= Kuehn Malvezzi =

Architecture office in Berlin, Germany

Kuehn Malvezzi is an architectural practice in Berlin founded by Johannes Kuehn, Wilfried Kuehn and Simona Malvezzi in 2001. They work as exhibition designers, architects and curators, with a focus on museums and public spaces.

Kuehn Malvezzi's early projects include the exhibition spaces for Documenta11 in Kassel (2002) and the extension of the Rieckhallen at the Hamburger Bahnhof, Museum for Contemporary Art in Berlin (2004). In 2007 they were responsible for the conversion of a former industrial building to house of the Julia Stoschek Collection in Düsseldorf. They reorganized the historical and contemporary art collections of the Österreichische Galerie Belvedere at the Belvedere Palace in Vienna (2007); and the Liebieghaus sculpture collection in Frankfurt (2009). Museum projects in Berlin include the extension of Museum Berggruen (2013); the Museum of Decorative Arts (2014), and the conversion of the Prinzessinnenpalais on Unter den Linden boulevard, to house the PalaisPopulaire – a venue for art, culture and sports by Deutsche Bank.

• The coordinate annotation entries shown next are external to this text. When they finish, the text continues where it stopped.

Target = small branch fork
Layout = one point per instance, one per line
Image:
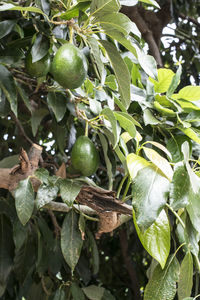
(91, 200)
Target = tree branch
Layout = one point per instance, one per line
(129, 264)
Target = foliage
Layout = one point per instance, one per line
(145, 125)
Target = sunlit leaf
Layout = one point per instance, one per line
(156, 239)
(24, 200)
(71, 241)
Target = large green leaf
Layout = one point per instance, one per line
(77, 292)
(180, 187)
(99, 8)
(121, 71)
(149, 195)
(69, 190)
(10, 6)
(190, 93)
(7, 85)
(24, 200)
(174, 147)
(39, 48)
(147, 62)
(108, 113)
(6, 251)
(151, 2)
(58, 103)
(36, 119)
(186, 277)
(118, 21)
(126, 122)
(71, 241)
(190, 133)
(159, 161)
(96, 55)
(175, 81)
(94, 292)
(46, 193)
(135, 163)
(162, 285)
(164, 80)
(156, 239)
(192, 236)
(193, 209)
(6, 27)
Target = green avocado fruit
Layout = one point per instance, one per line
(69, 66)
(84, 156)
(39, 68)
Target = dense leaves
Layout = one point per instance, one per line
(144, 123)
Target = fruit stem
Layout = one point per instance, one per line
(86, 128)
(126, 189)
(121, 184)
(71, 34)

Kuehn Malvezzi took part in the competition for the Humboldt Forum in Berlin (2008), and attracted acclaim for their critical approach towards the reconstruction briefing. Their concept won the special jury prize, as well as the 2009 German Critics’ Prize in the architecture category.

In 2012 Kuehn Malvezzi won the international competition for the interreligious House of One in Berlin. On the site of Berlin's earliest church at Petriplatz, a synagogue, a church and a mosque will be built under one roof, with construction due to start in 2020.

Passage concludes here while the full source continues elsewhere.